Climate catastrophe by 2040? and the findings by the IIPC

Earlier this month, the Intergovernmental Panel on Climate Change (IIPC, for short) released a shocking (or maybe not so shocking) special report detailing the findings that if more is not done about global climate change–and soon–there will most likely be disastrous results in the very near future. Previous reports by the IIPC concluded that a global increase in temperature of 2º Celsius above pre-industrial levels could result in catastrophic effects, but this most recent report found that catastrophe will occur at the even lower threshold of 1.5º Celsius, a number that the scientists on the IIPC predict that we will reach in just over twenty years. Alarmingly, attempts to stop the average global temperature from rising above 1.5º Celsius will be next to impossible. According to an IIPC press-release, “limiting global warming to 1.5ºC would require rapid, far-reaching and unprecedented changes in all aspects of society.” One idea, reiterated by Coral Davenport in her New York Times article “Major Climate Report Describes a Strong Risk of Crisis as Early as 2040”, would be to apply a large tax on carbon dioxide emission. Though fixes like this are technically possible, these changes would require political action and cooperation at a scale perhaps never seen before in the US and in many other countries, as they would negatively impact the global economy–though not nearly as significantly as a 1.5ºC increase in global temperature would.

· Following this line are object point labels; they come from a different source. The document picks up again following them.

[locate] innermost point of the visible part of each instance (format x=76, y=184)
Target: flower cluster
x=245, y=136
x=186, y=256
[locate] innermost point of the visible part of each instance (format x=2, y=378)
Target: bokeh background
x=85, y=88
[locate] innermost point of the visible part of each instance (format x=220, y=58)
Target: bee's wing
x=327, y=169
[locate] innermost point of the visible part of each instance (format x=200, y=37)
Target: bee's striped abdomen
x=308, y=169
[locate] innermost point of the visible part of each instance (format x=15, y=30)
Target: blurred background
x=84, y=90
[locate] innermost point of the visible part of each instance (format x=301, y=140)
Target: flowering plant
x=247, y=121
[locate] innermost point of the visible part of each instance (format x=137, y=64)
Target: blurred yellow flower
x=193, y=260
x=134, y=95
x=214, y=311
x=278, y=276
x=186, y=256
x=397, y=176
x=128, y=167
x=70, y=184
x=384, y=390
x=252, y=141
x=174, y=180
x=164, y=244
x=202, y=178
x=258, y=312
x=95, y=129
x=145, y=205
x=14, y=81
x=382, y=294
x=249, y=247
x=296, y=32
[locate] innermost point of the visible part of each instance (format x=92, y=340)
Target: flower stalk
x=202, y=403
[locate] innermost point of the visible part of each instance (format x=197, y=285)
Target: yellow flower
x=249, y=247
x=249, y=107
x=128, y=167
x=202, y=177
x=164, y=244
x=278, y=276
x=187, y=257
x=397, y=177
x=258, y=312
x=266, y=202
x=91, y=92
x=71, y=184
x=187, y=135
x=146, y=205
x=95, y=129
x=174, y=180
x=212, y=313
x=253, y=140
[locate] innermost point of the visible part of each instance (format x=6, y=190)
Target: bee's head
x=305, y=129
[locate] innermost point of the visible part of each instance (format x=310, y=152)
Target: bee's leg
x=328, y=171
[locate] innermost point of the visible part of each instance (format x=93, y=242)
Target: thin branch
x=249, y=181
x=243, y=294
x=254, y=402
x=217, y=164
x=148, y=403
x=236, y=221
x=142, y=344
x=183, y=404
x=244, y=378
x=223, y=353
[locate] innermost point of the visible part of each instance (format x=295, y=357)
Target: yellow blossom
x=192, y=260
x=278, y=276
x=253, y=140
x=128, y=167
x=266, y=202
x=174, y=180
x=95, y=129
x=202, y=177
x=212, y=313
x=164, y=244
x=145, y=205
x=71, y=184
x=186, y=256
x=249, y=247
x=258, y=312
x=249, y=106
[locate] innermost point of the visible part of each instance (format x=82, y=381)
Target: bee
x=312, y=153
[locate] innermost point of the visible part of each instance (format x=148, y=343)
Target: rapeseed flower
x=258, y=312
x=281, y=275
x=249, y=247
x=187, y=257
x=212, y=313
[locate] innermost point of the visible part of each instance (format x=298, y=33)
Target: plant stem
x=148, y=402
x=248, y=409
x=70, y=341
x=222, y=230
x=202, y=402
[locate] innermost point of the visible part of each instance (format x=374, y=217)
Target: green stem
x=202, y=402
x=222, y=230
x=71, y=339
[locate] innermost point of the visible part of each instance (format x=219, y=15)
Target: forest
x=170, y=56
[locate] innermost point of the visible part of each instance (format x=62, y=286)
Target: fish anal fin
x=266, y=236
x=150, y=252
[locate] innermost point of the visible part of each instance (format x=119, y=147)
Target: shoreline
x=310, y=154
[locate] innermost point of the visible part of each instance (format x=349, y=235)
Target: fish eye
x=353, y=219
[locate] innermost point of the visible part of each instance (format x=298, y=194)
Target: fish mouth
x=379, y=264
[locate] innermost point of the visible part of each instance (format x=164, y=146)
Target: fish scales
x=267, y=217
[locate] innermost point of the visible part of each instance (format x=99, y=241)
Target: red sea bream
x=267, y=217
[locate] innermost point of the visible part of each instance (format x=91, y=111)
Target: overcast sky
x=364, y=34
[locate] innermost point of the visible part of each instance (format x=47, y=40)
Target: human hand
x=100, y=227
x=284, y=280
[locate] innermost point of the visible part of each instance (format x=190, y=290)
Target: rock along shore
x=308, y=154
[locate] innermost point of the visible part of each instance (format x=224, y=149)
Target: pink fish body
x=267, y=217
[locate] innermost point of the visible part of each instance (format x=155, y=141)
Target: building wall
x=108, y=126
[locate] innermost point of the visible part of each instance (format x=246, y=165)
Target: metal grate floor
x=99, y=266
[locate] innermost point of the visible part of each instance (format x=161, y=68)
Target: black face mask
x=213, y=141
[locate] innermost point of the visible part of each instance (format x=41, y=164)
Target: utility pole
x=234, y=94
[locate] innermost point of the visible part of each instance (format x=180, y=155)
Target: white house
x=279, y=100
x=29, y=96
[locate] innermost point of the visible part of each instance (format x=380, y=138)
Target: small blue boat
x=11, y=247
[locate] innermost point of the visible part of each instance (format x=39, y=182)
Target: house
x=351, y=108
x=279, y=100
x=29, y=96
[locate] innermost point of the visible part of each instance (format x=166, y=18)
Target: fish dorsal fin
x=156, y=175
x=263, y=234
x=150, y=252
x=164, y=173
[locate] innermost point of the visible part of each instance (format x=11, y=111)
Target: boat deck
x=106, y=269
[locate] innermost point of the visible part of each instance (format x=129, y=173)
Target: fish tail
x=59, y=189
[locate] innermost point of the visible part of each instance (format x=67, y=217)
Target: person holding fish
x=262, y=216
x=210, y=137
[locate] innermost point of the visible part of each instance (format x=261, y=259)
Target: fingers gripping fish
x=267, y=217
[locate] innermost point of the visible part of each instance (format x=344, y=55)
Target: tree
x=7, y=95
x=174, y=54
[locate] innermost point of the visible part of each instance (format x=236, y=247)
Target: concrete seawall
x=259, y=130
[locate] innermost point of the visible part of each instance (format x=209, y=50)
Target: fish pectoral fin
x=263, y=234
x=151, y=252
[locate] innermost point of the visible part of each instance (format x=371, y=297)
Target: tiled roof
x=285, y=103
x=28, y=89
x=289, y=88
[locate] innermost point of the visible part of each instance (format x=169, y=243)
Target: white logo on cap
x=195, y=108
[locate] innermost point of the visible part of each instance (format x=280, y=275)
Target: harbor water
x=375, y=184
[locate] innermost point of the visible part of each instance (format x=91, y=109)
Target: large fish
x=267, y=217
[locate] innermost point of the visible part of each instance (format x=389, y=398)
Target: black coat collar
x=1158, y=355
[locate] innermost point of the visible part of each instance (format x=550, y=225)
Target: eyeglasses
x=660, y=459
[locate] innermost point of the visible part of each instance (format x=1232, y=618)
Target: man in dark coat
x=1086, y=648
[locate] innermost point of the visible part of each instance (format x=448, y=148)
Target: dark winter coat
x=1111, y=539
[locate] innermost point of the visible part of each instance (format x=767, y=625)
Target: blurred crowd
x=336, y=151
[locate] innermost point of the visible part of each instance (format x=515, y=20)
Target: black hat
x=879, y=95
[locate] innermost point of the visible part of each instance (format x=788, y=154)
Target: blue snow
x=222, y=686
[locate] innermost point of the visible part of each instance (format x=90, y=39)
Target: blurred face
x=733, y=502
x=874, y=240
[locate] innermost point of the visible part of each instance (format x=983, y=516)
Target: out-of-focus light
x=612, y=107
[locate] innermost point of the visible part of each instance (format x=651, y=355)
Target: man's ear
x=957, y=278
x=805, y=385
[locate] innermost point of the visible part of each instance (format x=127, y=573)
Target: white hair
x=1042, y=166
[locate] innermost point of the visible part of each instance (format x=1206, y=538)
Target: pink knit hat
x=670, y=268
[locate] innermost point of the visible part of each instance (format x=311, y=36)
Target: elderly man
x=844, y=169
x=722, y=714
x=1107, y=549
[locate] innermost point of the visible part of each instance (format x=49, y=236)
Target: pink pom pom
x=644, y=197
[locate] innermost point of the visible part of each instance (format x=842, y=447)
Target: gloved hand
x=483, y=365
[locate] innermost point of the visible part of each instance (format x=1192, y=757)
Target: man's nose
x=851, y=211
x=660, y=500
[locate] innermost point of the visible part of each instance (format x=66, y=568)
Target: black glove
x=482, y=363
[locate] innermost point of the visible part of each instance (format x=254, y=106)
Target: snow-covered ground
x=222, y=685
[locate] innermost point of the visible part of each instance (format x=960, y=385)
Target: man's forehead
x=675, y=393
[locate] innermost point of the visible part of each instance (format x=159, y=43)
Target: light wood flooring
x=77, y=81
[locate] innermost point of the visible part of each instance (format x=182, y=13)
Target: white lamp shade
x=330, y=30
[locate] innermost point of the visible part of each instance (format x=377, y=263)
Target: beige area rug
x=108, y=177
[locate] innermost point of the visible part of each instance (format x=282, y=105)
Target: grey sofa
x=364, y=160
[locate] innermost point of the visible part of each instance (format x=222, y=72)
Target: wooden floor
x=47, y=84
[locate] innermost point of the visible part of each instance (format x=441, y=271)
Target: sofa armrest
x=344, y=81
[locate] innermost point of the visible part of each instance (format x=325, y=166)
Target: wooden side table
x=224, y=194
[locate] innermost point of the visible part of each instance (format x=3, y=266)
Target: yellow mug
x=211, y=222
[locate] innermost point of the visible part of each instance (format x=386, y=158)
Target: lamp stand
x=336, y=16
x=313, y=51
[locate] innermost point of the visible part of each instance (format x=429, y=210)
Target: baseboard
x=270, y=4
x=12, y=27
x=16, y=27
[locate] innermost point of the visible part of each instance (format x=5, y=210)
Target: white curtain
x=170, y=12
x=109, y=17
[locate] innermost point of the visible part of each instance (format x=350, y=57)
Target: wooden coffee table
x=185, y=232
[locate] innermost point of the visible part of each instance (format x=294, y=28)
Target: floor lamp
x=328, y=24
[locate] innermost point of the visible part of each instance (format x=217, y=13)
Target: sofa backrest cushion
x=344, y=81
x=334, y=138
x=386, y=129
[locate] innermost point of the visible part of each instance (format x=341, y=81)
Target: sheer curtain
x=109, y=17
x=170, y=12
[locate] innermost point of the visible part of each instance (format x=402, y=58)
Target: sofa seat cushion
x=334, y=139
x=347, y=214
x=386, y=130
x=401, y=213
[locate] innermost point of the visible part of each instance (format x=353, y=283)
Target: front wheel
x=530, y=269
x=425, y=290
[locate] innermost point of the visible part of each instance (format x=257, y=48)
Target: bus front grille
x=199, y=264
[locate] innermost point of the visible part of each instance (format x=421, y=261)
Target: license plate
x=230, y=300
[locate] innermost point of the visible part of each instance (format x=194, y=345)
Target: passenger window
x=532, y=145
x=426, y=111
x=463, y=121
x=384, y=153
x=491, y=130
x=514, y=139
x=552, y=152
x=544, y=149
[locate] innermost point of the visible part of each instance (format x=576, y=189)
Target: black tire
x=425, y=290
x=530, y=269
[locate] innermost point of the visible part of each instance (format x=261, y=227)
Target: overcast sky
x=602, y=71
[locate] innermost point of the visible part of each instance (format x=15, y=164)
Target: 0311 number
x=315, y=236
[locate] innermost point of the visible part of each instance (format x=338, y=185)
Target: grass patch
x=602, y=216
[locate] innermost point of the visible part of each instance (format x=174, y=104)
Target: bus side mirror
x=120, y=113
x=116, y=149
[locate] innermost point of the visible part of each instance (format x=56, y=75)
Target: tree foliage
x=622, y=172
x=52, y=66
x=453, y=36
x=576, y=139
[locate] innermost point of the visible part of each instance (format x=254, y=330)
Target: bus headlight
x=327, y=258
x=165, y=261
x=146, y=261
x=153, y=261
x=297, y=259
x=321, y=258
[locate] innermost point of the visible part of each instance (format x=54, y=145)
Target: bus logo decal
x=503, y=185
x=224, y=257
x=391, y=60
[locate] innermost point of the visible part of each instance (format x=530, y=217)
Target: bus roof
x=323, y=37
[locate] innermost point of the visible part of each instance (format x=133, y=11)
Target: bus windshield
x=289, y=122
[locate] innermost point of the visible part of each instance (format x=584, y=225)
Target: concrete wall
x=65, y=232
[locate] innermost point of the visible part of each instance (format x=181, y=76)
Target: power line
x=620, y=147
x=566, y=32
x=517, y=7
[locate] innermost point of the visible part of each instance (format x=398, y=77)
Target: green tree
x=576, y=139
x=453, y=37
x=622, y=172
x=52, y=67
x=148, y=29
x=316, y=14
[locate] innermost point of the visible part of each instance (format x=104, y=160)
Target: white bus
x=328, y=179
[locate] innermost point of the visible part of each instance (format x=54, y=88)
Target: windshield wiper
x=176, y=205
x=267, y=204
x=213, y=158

Historically, climate change wasn’t discussed nearly as much as it has been in more recent years, especially by the mainstream, but that’s not to say that it’s an entirely new field of study. Discoveries related to climate science date back at least to 1861, when influential physicist of the day John Tyndall, after experimenting with atmospheric gases and manner by which they absorb heat, “announced […] that any changes to the constitution of the atmosphere ‘would produce great effects on the terrestrial rays and produce corresponding changes of  climate'” (Reidy 13). Examples like this provide evidence against the claim that climate science is still in it’s infancy, and that it in fact should be taken more seriously than many wish to.